An option for calculating the normal vector is the calculus of the normal vector of the “crown” polygon of the vertex, using the formula teached in VIG (see geometry chapter in VIG disk). The “crown” polygon of a vertex v in a mesh is the polygon consisting of all vertices which are located at a one edge distance from v (in other words, it is the polygon consisting of vertices in list v:{V} ).
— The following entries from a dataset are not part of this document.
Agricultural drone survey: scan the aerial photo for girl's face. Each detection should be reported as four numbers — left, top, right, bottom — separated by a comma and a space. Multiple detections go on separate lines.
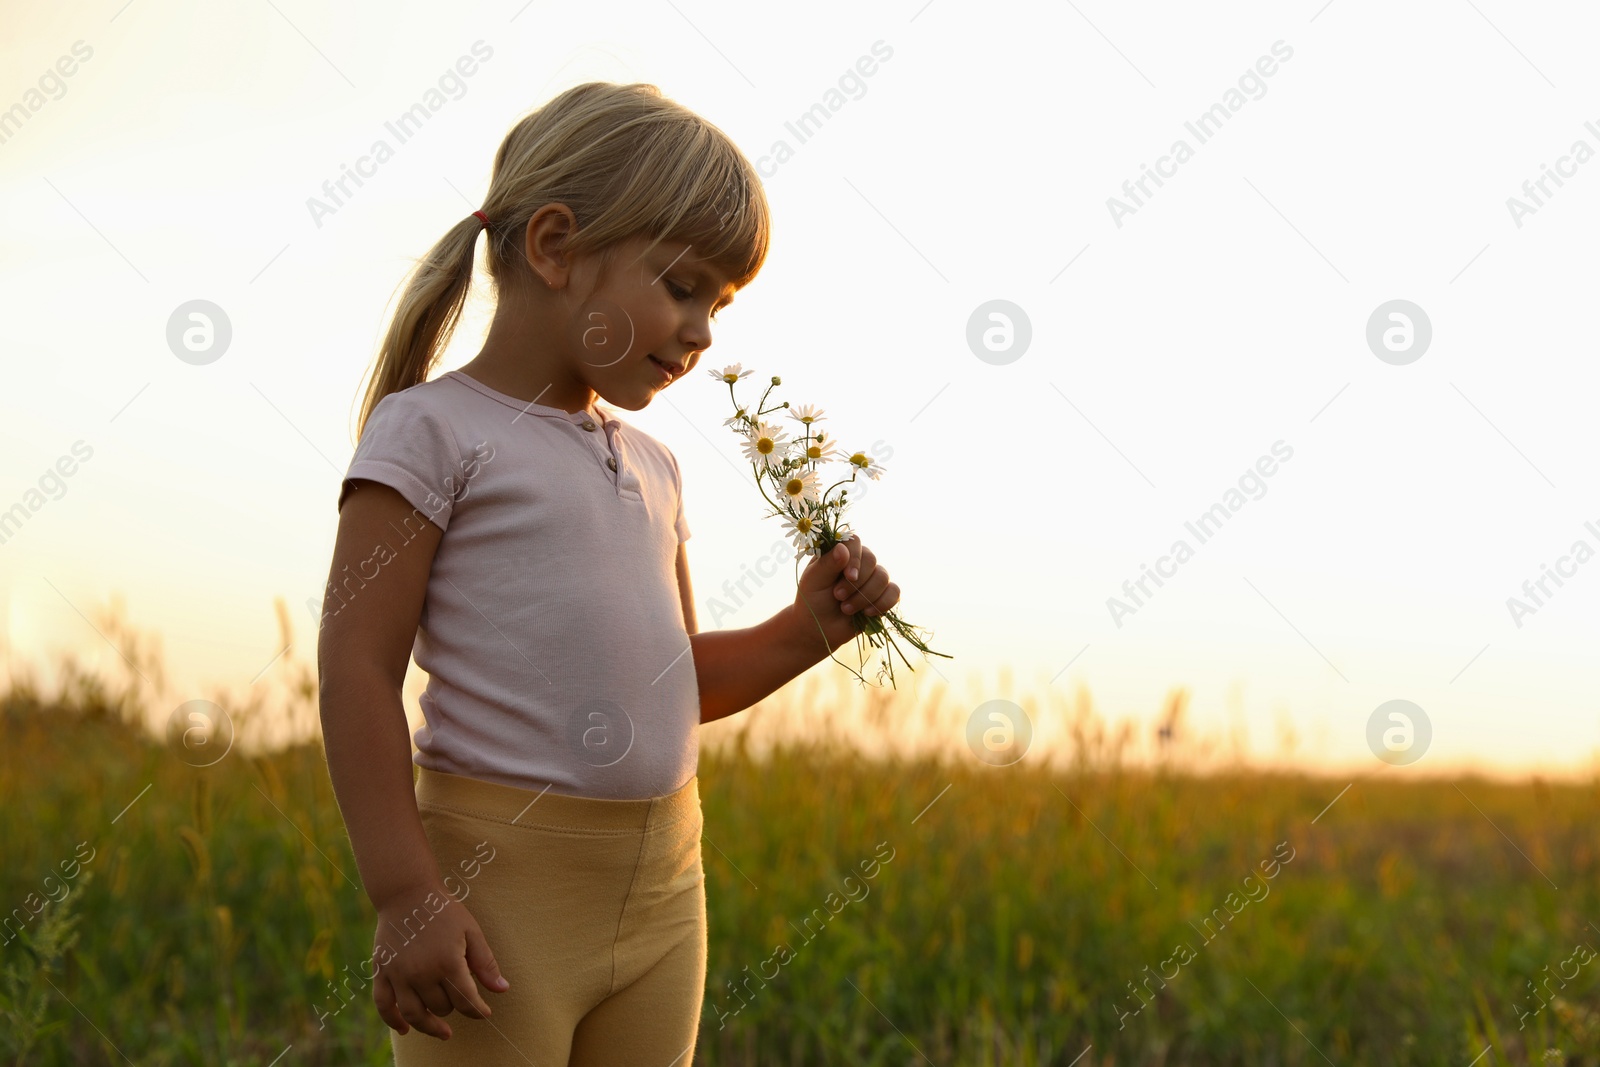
565, 235, 737, 410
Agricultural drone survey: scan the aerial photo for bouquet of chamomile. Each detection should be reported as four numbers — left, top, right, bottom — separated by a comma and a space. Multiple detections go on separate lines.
708, 363, 951, 688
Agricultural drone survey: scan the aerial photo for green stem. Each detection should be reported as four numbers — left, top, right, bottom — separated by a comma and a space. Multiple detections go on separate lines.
723, 377, 952, 687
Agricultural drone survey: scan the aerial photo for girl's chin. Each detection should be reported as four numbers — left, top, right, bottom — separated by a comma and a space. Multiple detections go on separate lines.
598, 387, 650, 411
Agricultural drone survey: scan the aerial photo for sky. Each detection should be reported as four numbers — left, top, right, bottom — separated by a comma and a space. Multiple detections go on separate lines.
2, 0, 1598, 778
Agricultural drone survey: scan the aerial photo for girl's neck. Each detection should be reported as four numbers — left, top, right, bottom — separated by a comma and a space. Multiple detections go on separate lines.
458, 352, 597, 416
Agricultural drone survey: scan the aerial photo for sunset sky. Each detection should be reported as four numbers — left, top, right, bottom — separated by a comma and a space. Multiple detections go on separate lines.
3, 0, 1598, 776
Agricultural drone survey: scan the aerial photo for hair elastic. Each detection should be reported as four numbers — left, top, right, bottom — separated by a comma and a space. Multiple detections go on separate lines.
472, 210, 489, 228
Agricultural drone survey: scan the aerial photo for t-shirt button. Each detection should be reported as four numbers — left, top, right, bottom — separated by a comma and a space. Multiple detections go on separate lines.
581, 420, 597, 431
606, 457, 618, 471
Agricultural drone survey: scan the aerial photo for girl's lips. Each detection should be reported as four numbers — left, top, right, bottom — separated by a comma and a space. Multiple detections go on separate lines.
648, 355, 675, 382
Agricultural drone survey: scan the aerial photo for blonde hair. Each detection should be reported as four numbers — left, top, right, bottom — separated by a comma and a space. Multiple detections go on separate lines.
354, 81, 771, 438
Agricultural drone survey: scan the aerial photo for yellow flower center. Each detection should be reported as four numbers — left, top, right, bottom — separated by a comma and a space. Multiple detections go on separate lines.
784, 477, 804, 497
806, 444, 823, 460
757, 437, 774, 454
796, 516, 814, 533
850, 452, 868, 468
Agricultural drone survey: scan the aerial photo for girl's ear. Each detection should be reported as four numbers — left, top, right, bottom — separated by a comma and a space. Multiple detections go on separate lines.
524, 203, 578, 288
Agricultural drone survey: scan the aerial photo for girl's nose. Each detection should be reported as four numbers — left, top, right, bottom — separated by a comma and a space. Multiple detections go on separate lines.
682, 318, 712, 351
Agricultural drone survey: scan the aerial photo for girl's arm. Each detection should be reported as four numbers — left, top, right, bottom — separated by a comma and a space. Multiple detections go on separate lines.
681, 538, 900, 723
317, 479, 450, 908
689, 606, 826, 724
678, 543, 813, 722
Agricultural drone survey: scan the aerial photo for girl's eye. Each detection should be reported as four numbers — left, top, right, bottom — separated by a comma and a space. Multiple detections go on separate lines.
667, 280, 721, 321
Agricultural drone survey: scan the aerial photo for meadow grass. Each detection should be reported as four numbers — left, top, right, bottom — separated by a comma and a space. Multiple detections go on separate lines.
2, 605, 1599, 1065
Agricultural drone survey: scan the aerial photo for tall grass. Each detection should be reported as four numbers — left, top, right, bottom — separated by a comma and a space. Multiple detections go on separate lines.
2, 601, 1598, 1064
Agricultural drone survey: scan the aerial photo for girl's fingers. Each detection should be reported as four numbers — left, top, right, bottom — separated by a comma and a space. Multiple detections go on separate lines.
394, 983, 451, 1040
834, 547, 879, 599
443, 970, 492, 1020
842, 570, 891, 614
374, 974, 408, 1034
417, 980, 455, 1020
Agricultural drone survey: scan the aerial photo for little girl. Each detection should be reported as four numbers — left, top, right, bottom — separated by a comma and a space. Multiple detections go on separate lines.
316, 81, 902, 1066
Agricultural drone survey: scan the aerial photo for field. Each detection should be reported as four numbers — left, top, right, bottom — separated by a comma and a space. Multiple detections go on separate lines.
2, 606, 1599, 1065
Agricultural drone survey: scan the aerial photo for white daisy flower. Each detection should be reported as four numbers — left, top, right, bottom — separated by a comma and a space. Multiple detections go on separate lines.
798, 435, 839, 464
740, 421, 789, 469
781, 509, 822, 554
723, 406, 751, 429
708, 363, 753, 384
846, 450, 886, 481
775, 467, 820, 507
787, 403, 826, 427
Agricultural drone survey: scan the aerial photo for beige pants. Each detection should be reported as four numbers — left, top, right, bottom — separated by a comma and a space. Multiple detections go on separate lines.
391, 766, 707, 1066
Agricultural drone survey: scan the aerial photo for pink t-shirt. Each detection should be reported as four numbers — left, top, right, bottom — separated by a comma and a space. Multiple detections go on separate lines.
334, 369, 699, 800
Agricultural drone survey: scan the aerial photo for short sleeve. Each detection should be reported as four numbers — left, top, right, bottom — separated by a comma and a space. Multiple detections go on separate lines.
338, 391, 464, 532
669, 447, 690, 543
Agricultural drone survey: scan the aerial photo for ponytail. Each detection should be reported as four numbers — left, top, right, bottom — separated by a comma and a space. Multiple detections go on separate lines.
354, 215, 484, 440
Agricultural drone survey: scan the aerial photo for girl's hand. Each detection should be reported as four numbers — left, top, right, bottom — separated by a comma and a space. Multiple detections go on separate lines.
793, 534, 902, 653
372, 884, 509, 1040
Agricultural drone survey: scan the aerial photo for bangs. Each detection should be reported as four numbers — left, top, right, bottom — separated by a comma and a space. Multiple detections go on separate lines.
667, 169, 768, 293
626, 125, 770, 294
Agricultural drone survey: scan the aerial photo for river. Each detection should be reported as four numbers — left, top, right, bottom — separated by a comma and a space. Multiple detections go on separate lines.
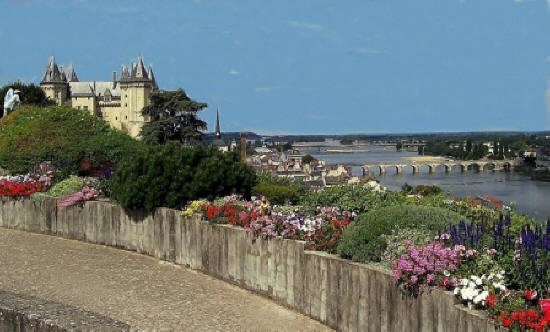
301, 144, 550, 221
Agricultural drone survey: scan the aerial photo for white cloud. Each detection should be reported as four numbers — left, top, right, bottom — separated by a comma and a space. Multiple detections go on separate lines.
253, 85, 288, 93
228, 69, 239, 75
355, 48, 391, 55
288, 21, 323, 31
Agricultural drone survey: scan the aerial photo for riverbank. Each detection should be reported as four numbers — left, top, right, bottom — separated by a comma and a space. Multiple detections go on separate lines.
403, 156, 451, 163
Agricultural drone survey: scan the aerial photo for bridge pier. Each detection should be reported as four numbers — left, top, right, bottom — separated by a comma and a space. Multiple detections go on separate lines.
395, 165, 403, 175
411, 165, 419, 174
444, 164, 452, 173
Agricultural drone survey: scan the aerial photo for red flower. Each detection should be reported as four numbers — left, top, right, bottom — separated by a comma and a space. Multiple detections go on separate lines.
486, 293, 496, 307
525, 290, 538, 301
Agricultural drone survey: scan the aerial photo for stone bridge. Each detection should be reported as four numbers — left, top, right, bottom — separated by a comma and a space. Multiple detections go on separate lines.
361, 160, 517, 176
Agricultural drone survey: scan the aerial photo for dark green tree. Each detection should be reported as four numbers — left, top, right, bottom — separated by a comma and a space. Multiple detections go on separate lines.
140, 89, 207, 145
302, 154, 317, 164
111, 143, 257, 212
466, 139, 472, 154
0, 82, 54, 116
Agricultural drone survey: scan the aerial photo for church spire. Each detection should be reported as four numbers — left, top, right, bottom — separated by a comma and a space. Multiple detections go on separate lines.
215, 106, 222, 139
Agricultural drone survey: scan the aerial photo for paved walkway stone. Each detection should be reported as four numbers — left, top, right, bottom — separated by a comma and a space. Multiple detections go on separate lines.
0, 228, 332, 331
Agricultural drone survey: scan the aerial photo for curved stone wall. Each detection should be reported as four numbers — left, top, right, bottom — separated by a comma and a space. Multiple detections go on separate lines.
0, 197, 499, 332
0, 290, 132, 331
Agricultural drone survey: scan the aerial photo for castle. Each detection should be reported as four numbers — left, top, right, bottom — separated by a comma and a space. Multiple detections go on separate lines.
40, 56, 157, 138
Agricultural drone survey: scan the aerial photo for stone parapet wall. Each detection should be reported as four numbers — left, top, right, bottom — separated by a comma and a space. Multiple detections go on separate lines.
0, 290, 132, 331
0, 198, 498, 331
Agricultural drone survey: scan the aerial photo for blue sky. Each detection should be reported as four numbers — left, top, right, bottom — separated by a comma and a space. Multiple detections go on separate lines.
1, 0, 550, 134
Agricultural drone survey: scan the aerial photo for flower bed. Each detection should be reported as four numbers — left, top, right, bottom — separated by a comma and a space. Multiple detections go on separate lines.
194, 195, 550, 331
193, 195, 352, 253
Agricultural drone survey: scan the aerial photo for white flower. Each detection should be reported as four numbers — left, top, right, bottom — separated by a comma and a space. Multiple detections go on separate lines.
460, 279, 468, 286
444, 270, 450, 277
473, 295, 482, 305
475, 278, 483, 286
454, 287, 460, 295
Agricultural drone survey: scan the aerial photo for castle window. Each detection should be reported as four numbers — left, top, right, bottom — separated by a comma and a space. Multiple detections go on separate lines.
116, 117, 118, 120
125, 116, 127, 119
83, 106, 88, 111
125, 103, 127, 107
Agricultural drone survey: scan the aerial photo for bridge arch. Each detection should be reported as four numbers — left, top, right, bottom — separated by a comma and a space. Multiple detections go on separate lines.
483, 163, 495, 171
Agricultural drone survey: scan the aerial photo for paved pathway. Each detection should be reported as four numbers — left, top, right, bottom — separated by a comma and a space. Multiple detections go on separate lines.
0, 228, 332, 331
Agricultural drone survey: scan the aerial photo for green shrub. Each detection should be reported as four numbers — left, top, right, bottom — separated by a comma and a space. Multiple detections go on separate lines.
252, 182, 301, 205
252, 172, 307, 205
46, 176, 87, 197
300, 185, 406, 214
0, 106, 145, 178
410, 185, 442, 196
111, 143, 257, 212
337, 205, 464, 263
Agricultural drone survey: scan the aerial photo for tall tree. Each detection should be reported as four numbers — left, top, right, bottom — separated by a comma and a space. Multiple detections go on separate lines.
140, 89, 207, 145
466, 139, 472, 153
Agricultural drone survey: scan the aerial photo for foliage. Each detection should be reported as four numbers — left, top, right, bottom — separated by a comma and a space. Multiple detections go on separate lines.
300, 184, 406, 215
337, 205, 464, 263
252, 172, 307, 205
0, 106, 145, 179
422, 139, 488, 160
46, 176, 88, 197
140, 89, 207, 145
410, 185, 442, 196
0, 82, 54, 116
301, 154, 316, 164
252, 182, 302, 205
111, 144, 256, 212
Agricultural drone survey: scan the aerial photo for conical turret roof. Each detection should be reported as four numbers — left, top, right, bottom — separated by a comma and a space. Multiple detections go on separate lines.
41, 56, 67, 84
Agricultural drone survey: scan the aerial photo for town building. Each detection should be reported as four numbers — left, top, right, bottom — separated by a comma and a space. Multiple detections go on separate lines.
40, 56, 157, 138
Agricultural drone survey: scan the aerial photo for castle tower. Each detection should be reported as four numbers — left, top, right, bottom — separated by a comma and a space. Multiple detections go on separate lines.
119, 56, 155, 137
40, 56, 68, 106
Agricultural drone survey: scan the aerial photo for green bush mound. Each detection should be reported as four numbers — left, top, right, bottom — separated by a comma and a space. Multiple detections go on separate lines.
410, 185, 442, 196
46, 176, 87, 197
252, 173, 306, 205
300, 185, 406, 215
337, 205, 464, 263
0, 106, 145, 178
111, 143, 257, 212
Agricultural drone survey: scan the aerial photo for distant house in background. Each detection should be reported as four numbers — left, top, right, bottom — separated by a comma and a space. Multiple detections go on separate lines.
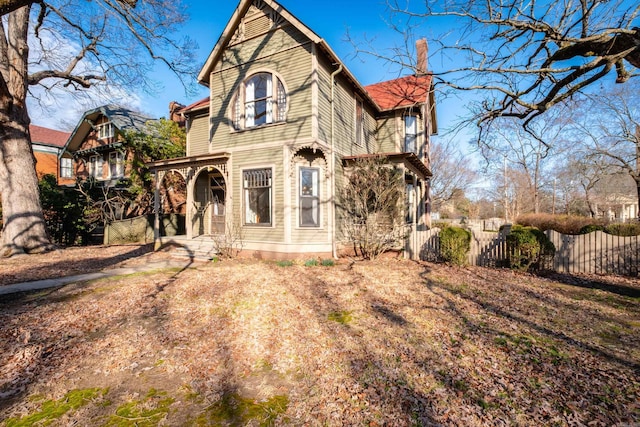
61, 105, 156, 187
30, 125, 72, 185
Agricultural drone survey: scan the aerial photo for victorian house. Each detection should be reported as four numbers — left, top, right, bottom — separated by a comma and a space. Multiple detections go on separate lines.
148, 0, 437, 259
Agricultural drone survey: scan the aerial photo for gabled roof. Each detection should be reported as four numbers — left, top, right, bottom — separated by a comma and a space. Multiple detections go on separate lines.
365, 75, 433, 111
197, 0, 380, 110
62, 105, 156, 154
180, 97, 210, 114
29, 125, 70, 148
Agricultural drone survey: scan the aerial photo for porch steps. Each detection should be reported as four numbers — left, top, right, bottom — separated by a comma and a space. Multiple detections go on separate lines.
157, 236, 219, 261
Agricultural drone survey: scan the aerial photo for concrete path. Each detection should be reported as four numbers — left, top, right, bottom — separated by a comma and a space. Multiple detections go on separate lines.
0, 259, 194, 296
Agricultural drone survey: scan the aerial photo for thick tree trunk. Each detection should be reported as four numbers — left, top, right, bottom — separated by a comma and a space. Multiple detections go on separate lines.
0, 123, 52, 255
0, 5, 52, 256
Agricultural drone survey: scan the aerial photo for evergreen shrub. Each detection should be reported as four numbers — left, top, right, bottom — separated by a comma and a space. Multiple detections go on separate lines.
439, 226, 471, 266
506, 225, 555, 271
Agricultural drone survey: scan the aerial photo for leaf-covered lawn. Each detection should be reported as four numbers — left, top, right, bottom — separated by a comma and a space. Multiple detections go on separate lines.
1, 257, 638, 426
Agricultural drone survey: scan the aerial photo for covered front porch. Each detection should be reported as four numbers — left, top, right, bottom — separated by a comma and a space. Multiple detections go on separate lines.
147, 153, 231, 244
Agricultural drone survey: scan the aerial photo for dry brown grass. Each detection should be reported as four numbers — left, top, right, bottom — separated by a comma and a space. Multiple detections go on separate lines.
0, 254, 638, 426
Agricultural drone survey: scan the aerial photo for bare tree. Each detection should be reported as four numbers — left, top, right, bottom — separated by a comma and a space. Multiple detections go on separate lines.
480, 107, 567, 214
357, 0, 639, 129
0, 1, 195, 255
568, 81, 640, 220
429, 137, 477, 213
339, 157, 406, 260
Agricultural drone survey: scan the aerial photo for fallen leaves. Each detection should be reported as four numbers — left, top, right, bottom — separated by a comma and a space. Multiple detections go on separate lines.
0, 257, 638, 425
A second option for calculating the normal vertex to a vertex v in a mesh is to calculate the weighted vector of all neighboring faces to v, depending on its area::

normal := 0
for each face c neighbor of v do

normal := normal + c.normal / Area(c)

endfor

Normalize(normal)


If we want to estimate the curvature of a vertex v in the mesh, we can use the method proposed by Gabriel Taubin: in first place, calculate the normal vector to v and the tangent plane (pi). Then, for each edge converging to v, we calculate the plane pi_a as the plane going through a and perpendicular to pi. This plane pi_a is the normal plane to the surface at v, and follows a direction. Now, with a simple geoemtric calculation, we calculate the curvature radious of the normal section, defined by plane pi_a: within plane pi_a, it is the radious R of circumference passing through v and the other extreme of edge a, and which is additionally tangent, at v, to the line at the intersection of planes pi and pi_a. This radious R has positive sign if the center of the circumference is on the opposite sense with respect to the normal vector from point v, and negative sign otherwise. The normal curvature at v in the direction of edge a is 1/R. Once we have calculated these curvatures for all edges, Taubin calculates a quadric which approximates the surface at v. Calculating its values and eigenvectors we have finally the curvatures and principal directions.

Surface and volume enclosed by the mesh

When the previous checks have been performed, and we found that the mesh is correct, then we can apply the BRep model algorithms in section 2.2.3.